German Pork Butchers: A Short History

 



 

The next time you find yourself in front of a shop window with a hankering for a flaky sausage roll, a crusty rissole or a juicy pork pie, you might want to pause and spend a reverent moment savoring the complex layers of such seemingly simple meals. More than just tasty snacks, these familiar pork dishes actually harken back to a wave of highly skilled German butchers who, in immigrating to the British Isles during the Industrial Revolution, brought with them a handicraft honed for centuries at home.

Home for these strapping young men was Hohenlohe, a small but famed agricultural region of green rolling hills just on the other side of the forest from your twin town of Backnang. Denied an inheritance through the practice of primogenitor, these second-born sons packed their skill set and sought their porcine fortunes overseas. As luck would have it, their arrival coincided with a growing need in industrial centers for quick and cheap meals to fuel the workers on the factory floors. The pork butchers of Hohenlohe obliged, and their delicious convenience foods, redolent of the homeland, soon became dietary staples of the British working classes.  

Tragically, this culinary symbiosis was cut short with the onset of the First World War. The sinking of the British ocean liner Lusitania especially fueled hostilities towards German immigrants who had become respected members of British society. The butchers, suddenly subjected to riots and internment, were forced either to leave or to erase all traces of their German heritage, including a denial of the handicraft which had made their fortunes.

In a happy modern-day coda, however, the descendants of these butchers journey regularly to the rolling hills of Hohenlohe to explore their family origins. Organized by historian Karl-Heinz Wüstner, the unique tours include cultural highlights of the region combined with insights into the modern German pork industry.  

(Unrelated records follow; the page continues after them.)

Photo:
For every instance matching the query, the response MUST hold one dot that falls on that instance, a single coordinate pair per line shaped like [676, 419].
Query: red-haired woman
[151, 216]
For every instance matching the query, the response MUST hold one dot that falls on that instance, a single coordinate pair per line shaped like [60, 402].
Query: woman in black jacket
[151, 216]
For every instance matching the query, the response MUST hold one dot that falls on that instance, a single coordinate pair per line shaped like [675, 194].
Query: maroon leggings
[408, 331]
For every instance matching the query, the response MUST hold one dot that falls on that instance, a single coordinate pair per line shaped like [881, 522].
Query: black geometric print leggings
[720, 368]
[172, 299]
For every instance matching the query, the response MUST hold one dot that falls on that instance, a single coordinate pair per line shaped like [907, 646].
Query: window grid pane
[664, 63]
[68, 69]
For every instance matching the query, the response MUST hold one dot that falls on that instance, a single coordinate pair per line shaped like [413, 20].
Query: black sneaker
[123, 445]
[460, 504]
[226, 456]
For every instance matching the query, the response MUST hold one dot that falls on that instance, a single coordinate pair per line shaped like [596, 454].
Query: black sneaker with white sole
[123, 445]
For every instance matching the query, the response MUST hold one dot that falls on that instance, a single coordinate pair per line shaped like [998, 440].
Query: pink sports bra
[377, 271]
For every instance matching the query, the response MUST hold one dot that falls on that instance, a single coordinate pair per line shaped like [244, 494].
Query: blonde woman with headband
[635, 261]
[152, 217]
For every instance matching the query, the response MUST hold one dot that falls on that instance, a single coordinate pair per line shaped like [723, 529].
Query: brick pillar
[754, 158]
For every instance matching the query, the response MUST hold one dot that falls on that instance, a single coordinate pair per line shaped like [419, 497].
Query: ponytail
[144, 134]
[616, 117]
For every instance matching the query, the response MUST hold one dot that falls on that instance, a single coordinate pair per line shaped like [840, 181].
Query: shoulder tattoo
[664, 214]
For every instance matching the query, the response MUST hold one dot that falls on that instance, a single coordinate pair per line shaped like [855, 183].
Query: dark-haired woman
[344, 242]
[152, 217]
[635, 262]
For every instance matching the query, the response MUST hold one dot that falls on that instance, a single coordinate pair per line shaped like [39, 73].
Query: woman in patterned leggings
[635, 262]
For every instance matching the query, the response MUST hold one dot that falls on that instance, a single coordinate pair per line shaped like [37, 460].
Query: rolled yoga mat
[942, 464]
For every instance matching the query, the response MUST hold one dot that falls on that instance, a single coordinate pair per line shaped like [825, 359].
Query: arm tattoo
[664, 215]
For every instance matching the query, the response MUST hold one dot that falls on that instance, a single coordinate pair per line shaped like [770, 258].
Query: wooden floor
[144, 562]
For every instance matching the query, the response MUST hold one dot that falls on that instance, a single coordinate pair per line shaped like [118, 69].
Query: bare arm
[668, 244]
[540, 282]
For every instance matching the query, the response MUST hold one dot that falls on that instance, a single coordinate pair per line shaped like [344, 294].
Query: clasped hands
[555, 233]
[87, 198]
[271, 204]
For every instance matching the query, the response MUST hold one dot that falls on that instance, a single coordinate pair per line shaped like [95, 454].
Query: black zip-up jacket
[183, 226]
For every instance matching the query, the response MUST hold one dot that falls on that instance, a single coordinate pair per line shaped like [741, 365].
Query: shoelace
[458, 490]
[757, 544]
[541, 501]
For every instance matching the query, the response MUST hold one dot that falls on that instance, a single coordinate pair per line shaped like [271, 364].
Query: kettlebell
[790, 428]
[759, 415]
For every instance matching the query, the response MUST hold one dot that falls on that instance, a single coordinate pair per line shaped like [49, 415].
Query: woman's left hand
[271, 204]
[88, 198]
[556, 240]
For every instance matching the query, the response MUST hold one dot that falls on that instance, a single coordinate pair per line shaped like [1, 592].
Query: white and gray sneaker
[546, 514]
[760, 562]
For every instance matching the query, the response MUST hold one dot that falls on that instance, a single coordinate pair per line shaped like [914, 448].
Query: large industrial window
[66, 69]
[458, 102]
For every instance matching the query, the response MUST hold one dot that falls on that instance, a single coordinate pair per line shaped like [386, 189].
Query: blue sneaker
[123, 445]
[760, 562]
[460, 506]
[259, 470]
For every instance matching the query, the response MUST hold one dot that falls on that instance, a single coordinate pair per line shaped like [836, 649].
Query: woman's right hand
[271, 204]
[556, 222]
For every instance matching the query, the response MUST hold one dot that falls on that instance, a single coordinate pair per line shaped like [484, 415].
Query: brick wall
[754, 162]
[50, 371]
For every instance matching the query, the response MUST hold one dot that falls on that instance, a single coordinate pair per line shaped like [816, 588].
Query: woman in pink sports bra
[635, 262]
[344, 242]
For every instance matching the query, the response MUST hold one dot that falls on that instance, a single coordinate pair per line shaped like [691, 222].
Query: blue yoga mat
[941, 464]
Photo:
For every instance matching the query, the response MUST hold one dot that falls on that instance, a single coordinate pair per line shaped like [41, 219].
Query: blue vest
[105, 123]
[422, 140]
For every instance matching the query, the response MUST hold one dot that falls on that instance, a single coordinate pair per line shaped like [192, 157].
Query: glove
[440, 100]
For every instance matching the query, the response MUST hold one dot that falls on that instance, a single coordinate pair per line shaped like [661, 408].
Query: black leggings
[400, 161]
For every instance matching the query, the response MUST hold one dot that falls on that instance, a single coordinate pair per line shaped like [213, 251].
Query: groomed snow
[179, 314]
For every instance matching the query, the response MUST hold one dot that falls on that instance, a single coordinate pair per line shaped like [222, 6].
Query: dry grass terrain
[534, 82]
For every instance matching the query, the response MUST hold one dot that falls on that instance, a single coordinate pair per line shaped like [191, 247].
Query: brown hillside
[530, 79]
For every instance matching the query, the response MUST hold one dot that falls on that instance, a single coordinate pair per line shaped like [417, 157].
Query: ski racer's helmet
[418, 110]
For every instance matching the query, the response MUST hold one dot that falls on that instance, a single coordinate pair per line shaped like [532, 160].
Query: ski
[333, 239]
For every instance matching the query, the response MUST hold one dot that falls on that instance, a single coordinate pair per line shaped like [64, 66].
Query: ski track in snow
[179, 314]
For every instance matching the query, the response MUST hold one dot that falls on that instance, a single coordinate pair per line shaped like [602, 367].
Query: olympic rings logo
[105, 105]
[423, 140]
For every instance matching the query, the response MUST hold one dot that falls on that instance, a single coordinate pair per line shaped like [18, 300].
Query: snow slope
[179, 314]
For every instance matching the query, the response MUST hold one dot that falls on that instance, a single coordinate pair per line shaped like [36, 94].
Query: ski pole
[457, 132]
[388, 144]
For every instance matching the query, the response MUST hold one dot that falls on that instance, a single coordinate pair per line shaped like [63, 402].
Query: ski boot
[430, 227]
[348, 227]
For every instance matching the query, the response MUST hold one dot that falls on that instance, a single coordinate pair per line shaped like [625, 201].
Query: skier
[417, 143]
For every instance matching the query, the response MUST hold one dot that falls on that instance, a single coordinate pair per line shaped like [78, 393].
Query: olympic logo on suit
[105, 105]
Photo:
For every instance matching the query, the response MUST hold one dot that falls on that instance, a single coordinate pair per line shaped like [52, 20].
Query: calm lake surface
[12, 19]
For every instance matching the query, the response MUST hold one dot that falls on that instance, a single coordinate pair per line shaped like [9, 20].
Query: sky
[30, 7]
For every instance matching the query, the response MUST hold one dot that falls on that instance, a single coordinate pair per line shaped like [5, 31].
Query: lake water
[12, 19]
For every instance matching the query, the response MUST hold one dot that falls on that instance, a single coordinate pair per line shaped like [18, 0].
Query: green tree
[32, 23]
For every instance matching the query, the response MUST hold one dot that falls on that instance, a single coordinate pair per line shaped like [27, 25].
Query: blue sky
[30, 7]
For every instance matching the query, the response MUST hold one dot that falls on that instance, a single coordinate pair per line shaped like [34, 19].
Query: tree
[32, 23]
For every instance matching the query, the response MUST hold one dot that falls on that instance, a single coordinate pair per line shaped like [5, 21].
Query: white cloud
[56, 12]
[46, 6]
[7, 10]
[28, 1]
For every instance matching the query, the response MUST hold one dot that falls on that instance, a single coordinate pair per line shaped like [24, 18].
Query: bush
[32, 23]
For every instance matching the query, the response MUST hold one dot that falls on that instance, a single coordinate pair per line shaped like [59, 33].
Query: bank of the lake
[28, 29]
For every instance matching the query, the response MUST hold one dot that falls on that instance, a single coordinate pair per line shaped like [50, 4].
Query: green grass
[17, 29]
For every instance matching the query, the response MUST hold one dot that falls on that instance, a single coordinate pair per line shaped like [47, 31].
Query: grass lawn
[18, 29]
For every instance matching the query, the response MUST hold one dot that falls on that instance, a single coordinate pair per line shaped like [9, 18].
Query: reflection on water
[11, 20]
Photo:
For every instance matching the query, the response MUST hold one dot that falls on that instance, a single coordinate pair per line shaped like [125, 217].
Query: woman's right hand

In a further serendipitous twist, Hohenlohe is also home to the company ZIEHL-ABEGG, a familiar name in the Chelmsford industrial landscape. Personal connections within the Partnerschaftsverein Backnang-Chelmsford made a recent outing with these British descendants possible. On a steamy, hot August evening, the two groups sat down for a meal together. Over cool glasses of bracing, dry local wine and hearty platters of salty pork delicacies, we all agreed that it is a small world, after all.